Closed. This question is opinion-based. It is not currently accepting answers.
Want to improve this question? Update the question so it can be answered with facts and citations by editing this post.
Closed 2 years ago.
Improve this question
Background:
I'm working on a web-based application built in Spring MVC and Angular. we have a help desk module where agents use to work for customer care. The application is deployed on a single server. we have a ticket locking mechanism i-e when an agent opens a ticket to start working on it ticket get locked to that agent so that other agents may not work on the same ticket at the same time. as soon as the agent closes the ticket its available for other agents to open and update if needed. For locking ticket to avoid too much DB calls we have implemented ConcurrentHashMap so that everyone gets updated for the locking ticket using the same map this is working absolutely fine.
Issue:
Now the application is deployed on two different servers and this ConcurrentHashMap is not working as MAP is maintained by each server. If a user is locking a ticket using Node-1 and if 2nd user's request goes to node-2, this approach is not going to work. To avoid this situation we are planning to change the flow so that we may avoid such issues. Parallelly, we don't want to save this locking details directly to DB to avoid DB IO as it a very frequent usage area of application.
Options
After doing some R&D I got the following options that we can implement, keeping the persistence in mind.

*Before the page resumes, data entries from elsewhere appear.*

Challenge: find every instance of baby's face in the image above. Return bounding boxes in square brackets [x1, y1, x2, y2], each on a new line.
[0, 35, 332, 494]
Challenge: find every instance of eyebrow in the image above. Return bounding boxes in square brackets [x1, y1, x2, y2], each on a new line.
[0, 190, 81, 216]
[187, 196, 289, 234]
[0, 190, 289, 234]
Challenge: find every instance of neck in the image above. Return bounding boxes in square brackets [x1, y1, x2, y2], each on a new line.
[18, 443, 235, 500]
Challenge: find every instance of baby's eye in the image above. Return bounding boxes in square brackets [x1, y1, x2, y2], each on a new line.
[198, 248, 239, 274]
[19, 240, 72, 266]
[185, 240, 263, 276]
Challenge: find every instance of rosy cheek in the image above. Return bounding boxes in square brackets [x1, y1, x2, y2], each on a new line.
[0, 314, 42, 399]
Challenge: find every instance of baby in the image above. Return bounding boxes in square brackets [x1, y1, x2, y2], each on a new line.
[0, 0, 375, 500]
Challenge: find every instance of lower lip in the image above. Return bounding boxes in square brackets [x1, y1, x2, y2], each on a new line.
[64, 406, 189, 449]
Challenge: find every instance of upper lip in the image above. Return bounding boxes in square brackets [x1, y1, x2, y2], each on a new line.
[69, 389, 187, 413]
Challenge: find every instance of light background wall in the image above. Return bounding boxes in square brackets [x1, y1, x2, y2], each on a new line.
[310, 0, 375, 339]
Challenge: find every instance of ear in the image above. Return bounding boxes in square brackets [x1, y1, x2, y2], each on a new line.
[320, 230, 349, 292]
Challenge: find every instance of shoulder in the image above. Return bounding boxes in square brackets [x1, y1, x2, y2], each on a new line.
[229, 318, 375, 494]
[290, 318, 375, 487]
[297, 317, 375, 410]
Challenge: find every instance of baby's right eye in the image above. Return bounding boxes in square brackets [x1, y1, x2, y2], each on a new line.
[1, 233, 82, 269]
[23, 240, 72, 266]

We can implement the In-Memory table concept using MSSQL or Redis
RabbitMQ
We can implement an API that will be deployed on a single node and both of our servers will use that to maintain locking tickets but we still have two problems with this calling API would be time taking and 2nd it's not persisting the data, if the server will get restarted we will lose the data.
Can anyone advise me on which approach should be good for the above case and how to implement it. I just need a startup.
thanks in advance.
I think your real problem is this:
For locking ticket to avoid too much DB calls [ you decided not to use the database ].
IMO, that was a mistake. A database call to acquire a "lock" on a ticket is unlikely to result in too many database calls.
In analyzing this, you need to consider how often someone will want to start working on a ticket, and how often it is likely to fail because someone is already working on the ticket. I don't know your use-case details, but I would be very surprised if the latter event happens more often than once per second.
If your database cannot sustain one "small" database operation per second (worst case!) for locking, then it won't be able to sustain the larger transactions involved in creating tickets, agents updating them, user reading them, and so on.
So suggestions are:
Work out what the actual database load for ticket locking will be ... relative to all of the other things that the database needs to do.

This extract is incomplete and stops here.